From 4c916d65fedad0c3b50dd4cd371b703cadcf704e Mon Sep 17 00:00:00 2001
From: Shkarupa Alex <shkarupa.alex@gmail.com>
Date: Mon, 7 Jul 2025 17:04:29 +0300
Subject: [PATCH] Swap inference engine to LM Studio

Signed-off-by: Shkarupa Alex <shkarupa.alex@gmail.com>
---
 docs/examples/vlm_pipeline_api_model.py | 52 ++++++++++++-------------
 1 file changed, 26 insertions(+), 26 deletions(-)
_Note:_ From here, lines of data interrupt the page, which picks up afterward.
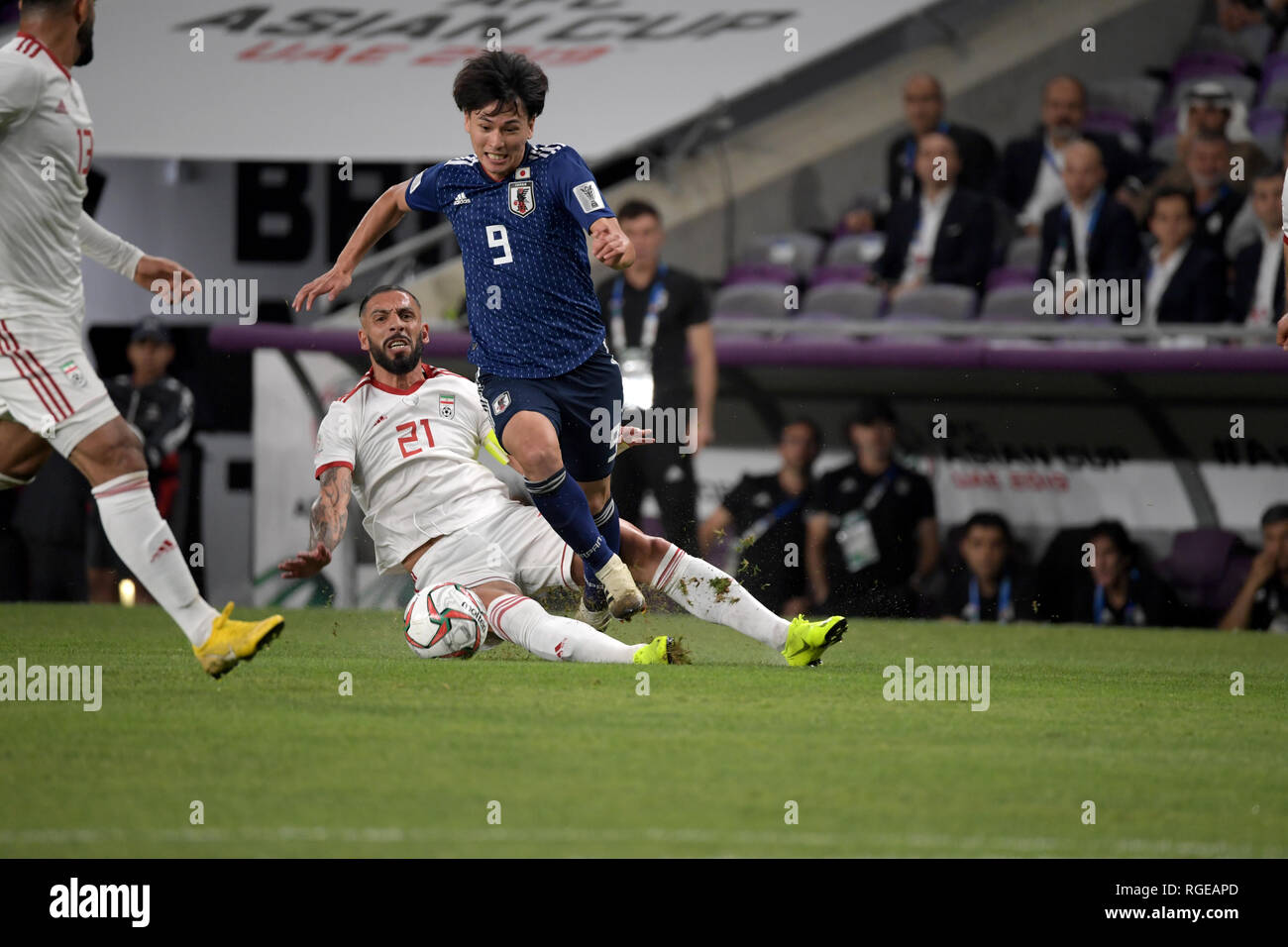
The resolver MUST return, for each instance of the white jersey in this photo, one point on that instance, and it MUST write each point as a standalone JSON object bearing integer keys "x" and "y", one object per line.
{"x": 413, "y": 457}
{"x": 47, "y": 144}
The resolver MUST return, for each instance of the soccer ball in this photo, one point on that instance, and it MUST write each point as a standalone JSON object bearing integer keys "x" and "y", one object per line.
{"x": 446, "y": 620}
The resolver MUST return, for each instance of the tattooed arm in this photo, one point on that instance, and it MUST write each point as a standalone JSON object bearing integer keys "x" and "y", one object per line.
{"x": 326, "y": 525}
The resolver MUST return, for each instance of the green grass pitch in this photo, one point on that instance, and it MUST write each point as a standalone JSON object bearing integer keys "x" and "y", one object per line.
{"x": 1138, "y": 722}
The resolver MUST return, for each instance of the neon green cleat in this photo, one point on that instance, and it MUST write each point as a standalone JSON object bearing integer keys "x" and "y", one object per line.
{"x": 662, "y": 651}
{"x": 806, "y": 641}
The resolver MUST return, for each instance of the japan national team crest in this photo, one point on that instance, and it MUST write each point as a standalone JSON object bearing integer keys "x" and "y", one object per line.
{"x": 522, "y": 200}
{"x": 73, "y": 373}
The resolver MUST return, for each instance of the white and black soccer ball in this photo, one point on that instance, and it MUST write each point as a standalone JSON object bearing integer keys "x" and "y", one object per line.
{"x": 445, "y": 620}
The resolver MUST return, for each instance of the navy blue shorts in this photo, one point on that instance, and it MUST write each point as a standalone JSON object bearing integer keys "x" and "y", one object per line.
{"x": 585, "y": 405}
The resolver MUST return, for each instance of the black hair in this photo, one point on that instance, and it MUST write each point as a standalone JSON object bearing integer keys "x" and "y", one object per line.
{"x": 386, "y": 287}
{"x": 635, "y": 208}
{"x": 1117, "y": 534}
{"x": 990, "y": 521}
{"x": 1275, "y": 514}
{"x": 42, "y": 5}
{"x": 505, "y": 78}
{"x": 1168, "y": 192}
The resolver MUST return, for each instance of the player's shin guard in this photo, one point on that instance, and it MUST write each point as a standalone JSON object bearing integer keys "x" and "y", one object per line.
{"x": 520, "y": 620}
{"x": 709, "y": 594}
{"x": 561, "y": 501}
{"x": 146, "y": 545}
{"x": 609, "y": 525}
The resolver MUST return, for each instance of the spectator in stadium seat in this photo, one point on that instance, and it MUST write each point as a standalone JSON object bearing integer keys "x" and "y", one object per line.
{"x": 990, "y": 585}
{"x": 658, "y": 320}
{"x": 1209, "y": 110}
{"x": 1181, "y": 279}
{"x": 1089, "y": 235}
{"x": 1262, "y": 602}
{"x": 159, "y": 410}
{"x": 1215, "y": 198}
{"x": 1257, "y": 295}
{"x": 1124, "y": 590}
{"x": 941, "y": 236}
{"x": 768, "y": 518}
{"x": 871, "y": 534}
{"x": 923, "y": 110}
{"x": 1029, "y": 178}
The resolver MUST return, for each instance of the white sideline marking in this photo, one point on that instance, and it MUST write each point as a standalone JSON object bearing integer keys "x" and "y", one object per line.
{"x": 787, "y": 836}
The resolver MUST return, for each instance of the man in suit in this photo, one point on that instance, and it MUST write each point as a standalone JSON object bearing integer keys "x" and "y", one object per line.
{"x": 1030, "y": 174}
{"x": 1215, "y": 198}
{"x": 944, "y": 235}
{"x": 1089, "y": 234}
{"x": 1183, "y": 279}
{"x": 923, "y": 108}
{"x": 1257, "y": 295}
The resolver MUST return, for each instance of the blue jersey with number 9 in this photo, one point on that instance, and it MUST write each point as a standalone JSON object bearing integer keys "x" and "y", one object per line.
{"x": 532, "y": 305}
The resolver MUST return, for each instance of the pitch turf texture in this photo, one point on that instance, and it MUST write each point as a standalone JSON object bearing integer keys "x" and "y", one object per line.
{"x": 1138, "y": 722}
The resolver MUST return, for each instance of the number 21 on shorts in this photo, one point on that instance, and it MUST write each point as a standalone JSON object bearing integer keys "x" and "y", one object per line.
{"x": 497, "y": 237}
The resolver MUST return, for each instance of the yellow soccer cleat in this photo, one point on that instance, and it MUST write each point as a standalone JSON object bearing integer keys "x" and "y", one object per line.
{"x": 235, "y": 641}
{"x": 662, "y": 651}
{"x": 806, "y": 641}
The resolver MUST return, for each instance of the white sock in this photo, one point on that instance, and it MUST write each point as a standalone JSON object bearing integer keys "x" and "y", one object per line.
{"x": 709, "y": 594}
{"x": 520, "y": 620}
{"x": 146, "y": 545}
{"x": 8, "y": 482}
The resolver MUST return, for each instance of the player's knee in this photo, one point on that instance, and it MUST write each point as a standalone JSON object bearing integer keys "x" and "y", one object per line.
{"x": 120, "y": 454}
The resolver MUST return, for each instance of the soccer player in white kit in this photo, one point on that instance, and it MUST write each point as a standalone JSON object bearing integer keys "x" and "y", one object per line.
{"x": 1282, "y": 334}
{"x": 51, "y": 398}
{"x": 404, "y": 442}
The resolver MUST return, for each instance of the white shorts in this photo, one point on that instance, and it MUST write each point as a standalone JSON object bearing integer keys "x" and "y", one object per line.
{"x": 516, "y": 545}
{"x": 50, "y": 385}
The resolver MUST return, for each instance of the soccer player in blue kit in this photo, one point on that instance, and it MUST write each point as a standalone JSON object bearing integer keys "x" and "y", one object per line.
{"x": 545, "y": 375}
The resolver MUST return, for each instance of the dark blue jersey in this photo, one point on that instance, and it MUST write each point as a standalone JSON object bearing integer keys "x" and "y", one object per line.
{"x": 532, "y": 307}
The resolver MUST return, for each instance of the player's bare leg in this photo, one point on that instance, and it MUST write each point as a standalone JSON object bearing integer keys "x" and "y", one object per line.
{"x": 515, "y": 617}
{"x": 532, "y": 441}
{"x": 22, "y": 454}
{"x": 112, "y": 462}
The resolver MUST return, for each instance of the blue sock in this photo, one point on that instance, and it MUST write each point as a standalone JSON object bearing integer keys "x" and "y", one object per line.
{"x": 565, "y": 506}
{"x": 609, "y": 525}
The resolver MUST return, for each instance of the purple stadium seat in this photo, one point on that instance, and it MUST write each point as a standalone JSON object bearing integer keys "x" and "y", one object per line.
{"x": 827, "y": 273}
{"x": 1164, "y": 123}
{"x": 1209, "y": 62}
{"x": 1005, "y": 277}
{"x": 742, "y": 273}
{"x": 1201, "y": 564}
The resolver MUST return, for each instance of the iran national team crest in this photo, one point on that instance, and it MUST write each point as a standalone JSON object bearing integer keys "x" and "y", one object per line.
{"x": 73, "y": 373}
{"x": 522, "y": 200}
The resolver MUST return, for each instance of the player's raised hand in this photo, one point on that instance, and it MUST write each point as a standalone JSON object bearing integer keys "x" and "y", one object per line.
{"x": 153, "y": 270}
{"x": 307, "y": 564}
{"x": 612, "y": 248}
{"x": 331, "y": 283}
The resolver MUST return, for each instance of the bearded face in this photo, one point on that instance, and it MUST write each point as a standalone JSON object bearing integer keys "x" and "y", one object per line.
{"x": 398, "y": 355}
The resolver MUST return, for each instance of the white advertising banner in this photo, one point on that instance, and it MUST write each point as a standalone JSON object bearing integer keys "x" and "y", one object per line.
{"x": 305, "y": 81}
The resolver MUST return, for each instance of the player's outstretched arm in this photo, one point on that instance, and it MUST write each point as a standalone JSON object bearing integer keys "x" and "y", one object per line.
{"x": 380, "y": 218}
{"x": 326, "y": 525}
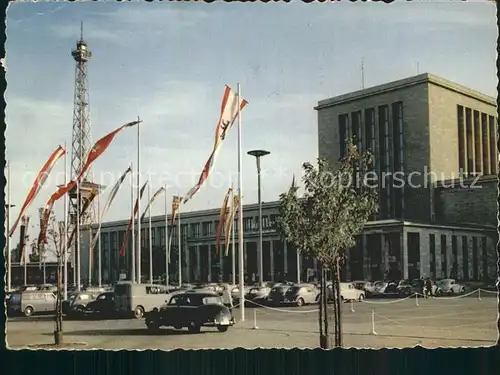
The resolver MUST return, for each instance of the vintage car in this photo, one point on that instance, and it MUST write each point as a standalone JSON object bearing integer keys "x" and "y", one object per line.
{"x": 192, "y": 310}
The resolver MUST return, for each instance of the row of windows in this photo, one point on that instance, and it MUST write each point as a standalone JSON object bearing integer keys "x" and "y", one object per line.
{"x": 476, "y": 142}
{"x": 382, "y": 134}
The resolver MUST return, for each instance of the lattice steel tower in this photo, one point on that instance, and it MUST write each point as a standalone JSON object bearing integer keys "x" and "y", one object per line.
{"x": 80, "y": 148}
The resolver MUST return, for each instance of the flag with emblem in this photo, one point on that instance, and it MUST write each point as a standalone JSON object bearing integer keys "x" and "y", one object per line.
{"x": 224, "y": 211}
{"x": 230, "y": 221}
{"x": 99, "y": 147}
{"x": 136, "y": 208}
{"x": 230, "y": 108}
{"x": 155, "y": 195}
{"x": 176, "y": 205}
{"x": 38, "y": 184}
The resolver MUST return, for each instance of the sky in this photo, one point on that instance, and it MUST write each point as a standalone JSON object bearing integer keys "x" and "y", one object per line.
{"x": 168, "y": 63}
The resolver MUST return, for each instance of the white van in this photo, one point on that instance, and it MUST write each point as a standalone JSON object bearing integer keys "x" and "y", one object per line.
{"x": 136, "y": 299}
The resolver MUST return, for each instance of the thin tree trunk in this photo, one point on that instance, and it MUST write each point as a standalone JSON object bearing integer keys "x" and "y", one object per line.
{"x": 338, "y": 322}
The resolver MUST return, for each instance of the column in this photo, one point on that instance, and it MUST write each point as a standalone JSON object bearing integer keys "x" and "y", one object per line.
{"x": 449, "y": 255}
{"x": 271, "y": 260}
{"x": 471, "y": 257}
{"x": 491, "y": 257}
{"x": 404, "y": 254}
{"x": 425, "y": 255}
{"x": 460, "y": 258}
{"x": 209, "y": 263}
{"x": 366, "y": 259}
{"x": 285, "y": 257}
{"x": 437, "y": 253}
{"x": 198, "y": 263}
{"x": 384, "y": 249}
{"x": 221, "y": 260}
{"x": 187, "y": 273}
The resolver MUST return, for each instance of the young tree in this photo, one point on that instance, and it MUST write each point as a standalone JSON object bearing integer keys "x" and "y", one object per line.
{"x": 323, "y": 224}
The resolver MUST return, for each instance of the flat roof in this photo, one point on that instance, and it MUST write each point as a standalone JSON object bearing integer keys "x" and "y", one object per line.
{"x": 420, "y": 79}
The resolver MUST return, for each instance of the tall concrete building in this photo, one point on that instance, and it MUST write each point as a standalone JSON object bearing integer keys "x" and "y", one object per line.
{"x": 429, "y": 139}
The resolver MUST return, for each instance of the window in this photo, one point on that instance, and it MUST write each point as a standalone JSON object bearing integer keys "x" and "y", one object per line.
{"x": 357, "y": 136}
{"x": 370, "y": 132}
{"x": 195, "y": 230}
{"x": 444, "y": 261}
{"x": 343, "y": 134}
{"x": 247, "y": 224}
{"x": 478, "y": 153}
{"x": 266, "y": 223}
{"x": 486, "y": 144}
{"x": 468, "y": 139}
{"x": 462, "y": 151}
{"x": 207, "y": 229}
{"x": 465, "y": 258}
{"x": 493, "y": 147}
{"x": 432, "y": 251}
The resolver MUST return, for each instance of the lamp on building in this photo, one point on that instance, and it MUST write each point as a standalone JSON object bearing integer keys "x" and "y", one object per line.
{"x": 258, "y": 154}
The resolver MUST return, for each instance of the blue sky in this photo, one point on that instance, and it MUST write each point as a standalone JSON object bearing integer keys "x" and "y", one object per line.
{"x": 168, "y": 64}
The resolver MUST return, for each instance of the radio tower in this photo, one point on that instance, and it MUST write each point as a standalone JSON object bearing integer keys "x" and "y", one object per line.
{"x": 81, "y": 209}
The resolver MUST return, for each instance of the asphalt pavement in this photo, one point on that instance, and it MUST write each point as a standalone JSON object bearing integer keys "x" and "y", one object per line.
{"x": 450, "y": 322}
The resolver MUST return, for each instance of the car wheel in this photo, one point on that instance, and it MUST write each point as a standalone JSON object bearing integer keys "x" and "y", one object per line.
{"x": 138, "y": 312}
{"x": 194, "y": 327}
{"x": 222, "y": 328}
{"x": 28, "y": 311}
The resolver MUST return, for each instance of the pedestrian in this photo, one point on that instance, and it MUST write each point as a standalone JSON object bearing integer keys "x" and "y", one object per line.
{"x": 428, "y": 287}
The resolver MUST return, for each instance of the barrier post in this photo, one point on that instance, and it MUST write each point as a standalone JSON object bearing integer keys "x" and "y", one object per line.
{"x": 373, "y": 323}
{"x": 255, "y": 319}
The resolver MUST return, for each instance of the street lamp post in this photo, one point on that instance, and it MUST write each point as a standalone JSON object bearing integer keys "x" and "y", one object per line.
{"x": 258, "y": 154}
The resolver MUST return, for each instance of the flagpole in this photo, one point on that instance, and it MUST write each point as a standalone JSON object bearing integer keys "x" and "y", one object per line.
{"x": 150, "y": 238}
{"x": 240, "y": 212}
{"x": 167, "y": 245}
{"x": 233, "y": 249}
{"x": 133, "y": 222}
{"x": 99, "y": 250}
{"x": 139, "y": 279}
{"x": 179, "y": 240}
{"x": 65, "y": 255}
{"x": 9, "y": 255}
{"x": 78, "y": 203}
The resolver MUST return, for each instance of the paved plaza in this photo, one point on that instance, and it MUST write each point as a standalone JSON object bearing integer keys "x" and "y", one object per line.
{"x": 452, "y": 322}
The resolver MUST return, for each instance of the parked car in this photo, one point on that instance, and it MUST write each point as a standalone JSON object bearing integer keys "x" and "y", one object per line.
{"x": 449, "y": 286}
{"x": 104, "y": 304}
{"x": 258, "y": 294}
{"x": 277, "y": 294}
{"x": 301, "y": 294}
{"x": 191, "y": 310}
{"x": 349, "y": 292}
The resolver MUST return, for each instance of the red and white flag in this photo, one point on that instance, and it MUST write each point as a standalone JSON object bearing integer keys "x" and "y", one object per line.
{"x": 230, "y": 221}
{"x": 222, "y": 219}
{"x": 136, "y": 208}
{"x": 37, "y": 185}
{"x": 176, "y": 204}
{"x": 228, "y": 114}
{"x": 99, "y": 147}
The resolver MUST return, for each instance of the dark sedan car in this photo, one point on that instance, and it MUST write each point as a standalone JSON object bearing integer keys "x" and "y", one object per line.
{"x": 192, "y": 310}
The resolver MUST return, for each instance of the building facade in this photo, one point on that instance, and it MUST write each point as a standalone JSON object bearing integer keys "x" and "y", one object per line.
{"x": 430, "y": 139}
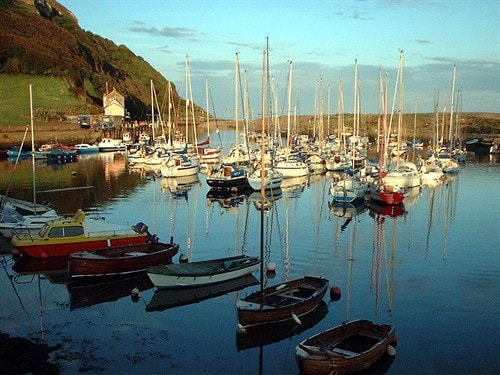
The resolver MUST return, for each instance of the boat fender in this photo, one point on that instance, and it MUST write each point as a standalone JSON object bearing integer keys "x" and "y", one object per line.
{"x": 152, "y": 237}
{"x": 241, "y": 330}
{"x": 296, "y": 318}
{"x": 140, "y": 227}
{"x": 134, "y": 295}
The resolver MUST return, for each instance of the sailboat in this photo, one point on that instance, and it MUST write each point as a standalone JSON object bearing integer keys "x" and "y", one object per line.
{"x": 283, "y": 302}
{"x": 404, "y": 174}
{"x": 380, "y": 191}
{"x": 230, "y": 175}
{"x": 291, "y": 163}
{"x": 206, "y": 153}
{"x": 15, "y": 218}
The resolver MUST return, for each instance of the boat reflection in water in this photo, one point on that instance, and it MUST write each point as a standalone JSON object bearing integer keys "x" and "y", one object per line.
{"x": 55, "y": 269}
{"x": 265, "y": 335}
{"x": 179, "y": 186}
{"x": 86, "y": 293}
{"x": 270, "y": 197}
{"x": 164, "y": 299}
{"x": 386, "y": 210}
{"x": 226, "y": 199}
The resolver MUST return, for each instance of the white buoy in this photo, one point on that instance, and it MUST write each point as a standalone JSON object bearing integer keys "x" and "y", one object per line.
{"x": 271, "y": 267}
{"x": 241, "y": 330}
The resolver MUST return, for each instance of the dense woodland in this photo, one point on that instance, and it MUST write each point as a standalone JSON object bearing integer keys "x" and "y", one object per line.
{"x": 43, "y": 38}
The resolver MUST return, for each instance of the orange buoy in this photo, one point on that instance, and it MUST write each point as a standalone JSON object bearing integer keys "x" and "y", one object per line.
{"x": 16, "y": 252}
{"x": 335, "y": 293}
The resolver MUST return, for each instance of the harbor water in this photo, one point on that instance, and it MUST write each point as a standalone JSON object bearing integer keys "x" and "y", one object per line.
{"x": 431, "y": 269}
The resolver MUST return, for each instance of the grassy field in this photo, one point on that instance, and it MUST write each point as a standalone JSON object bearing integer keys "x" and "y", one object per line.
{"x": 55, "y": 110}
{"x": 51, "y": 100}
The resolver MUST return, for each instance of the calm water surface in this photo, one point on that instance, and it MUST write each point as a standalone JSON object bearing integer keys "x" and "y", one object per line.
{"x": 432, "y": 271}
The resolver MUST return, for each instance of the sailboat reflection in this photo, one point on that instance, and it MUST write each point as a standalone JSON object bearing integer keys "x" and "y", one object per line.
{"x": 179, "y": 186}
{"x": 386, "y": 210}
{"x": 226, "y": 199}
{"x": 165, "y": 298}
diff --git a/docs/examples/vlm_pipeline_api_model.py b/docs/examples/vlm_pipeline_api_model.py
index badcb769..690e1254 100644
--- a/docs/examples/vlm_pipeline_api_model.py
+++ b/docs/examples/vlm_pipeline_api_model.py
@@ -34,27 +34,10 @@ def lms_vlm_options(model: str, prompt: str, format: ResponseFormat):
     return options
 
 
-#### Using Ollama
+#### Using LM Studio with OlmOcr model
 
 
-def ollama_vlm_options(model: str, prompt: str):
-    options = ApiVlmOptions(
-        url="http://localhost:11434/v1/chat/completions",  # the default Ollama endpoint
-        params=dict(
-            model=model,
-        ),
-        prompt=prompt,
-        timeout=90,
-        scale=1.0,
-        response_format=ResponseFormat.MARKDOWN,
-    )
-    return options
-
-
-#### Using Ollama with OlmOcr
-
-
-def ollama_olmocr_vlm_options(model: str):
+def lms_olmocr_vlm_options(model: str):
     def _dynamic_olmocr_prompt(page: Optional[SegmentedPage]):
         if page is None:
             return (
@@ -101,7 +84,7 @@ def ollama_olmocr_vlm_options(model: str):
         )
 
     options = ApiVlmOptions(
-        url="http://localhost:11434/v1/chat/completions",  # the default Ollama endpoint
+        url="http://localhost:1234/v1/chat/completions",
         params=dict(
             model=model,
         ),
@@ -114,6 +97,23 @@ def ollama_olmocr_vlm_options(model: str):
     return options
 
 
+#### Using Ollama
+
+
+def ollama_vlm_options(model: str, prompt: str):
+    options = ApiVlmOptions(
+        url="http://localhost:11434/v1/chat/completions",  # the default Ollama endpoint
+        params=dict(
+            model=model,
+        ),
+        prompt=prompt,
+        timeout=90,
+        scale=1.0,
+        response_format=ResponseFormat.MARKDOWN,
+    )
+    return options
+
+
 #### Using a cloud service like IBM watsonx.ai
 
 
@@ -180,6 +180,12 @@ def main():
         format=ResponseFormat.DOCTAGS,
     )
 
+    # Example using the OlmOcr (dynamic prompt) model with LM Studio:
+    # (uncomment the following lines)
+    # pipeline_options.vlm_options = lms_olmocr_vlm_options(
+    #     model="hf.co/lmstudio-community/olmOCR-7B-0225-preview-GGUF",
+    # )
+
     # Example using the Granite Vision model with LM Studio:
     # (uncomment the following lines)
     # pipeline_options.vlm_options = lms_vlm_options(
@@ -195,12 +201,6 @@ def main():
     #     prompt="OCR the full page to markdown.",
     # )
 
-    # Example using the OlmOcr (dynamic prompt) model with Ollama:
-    # (uncomment the following lines)
-    # pipeline_options.vlm_options = ollama_olmocr_vlm_options(
-    #     model="hf.co/allenai/olmOCR-7B-0225-preview",
-    # )
-
     # Another possibility is using online services, e.g. watsonx.ai.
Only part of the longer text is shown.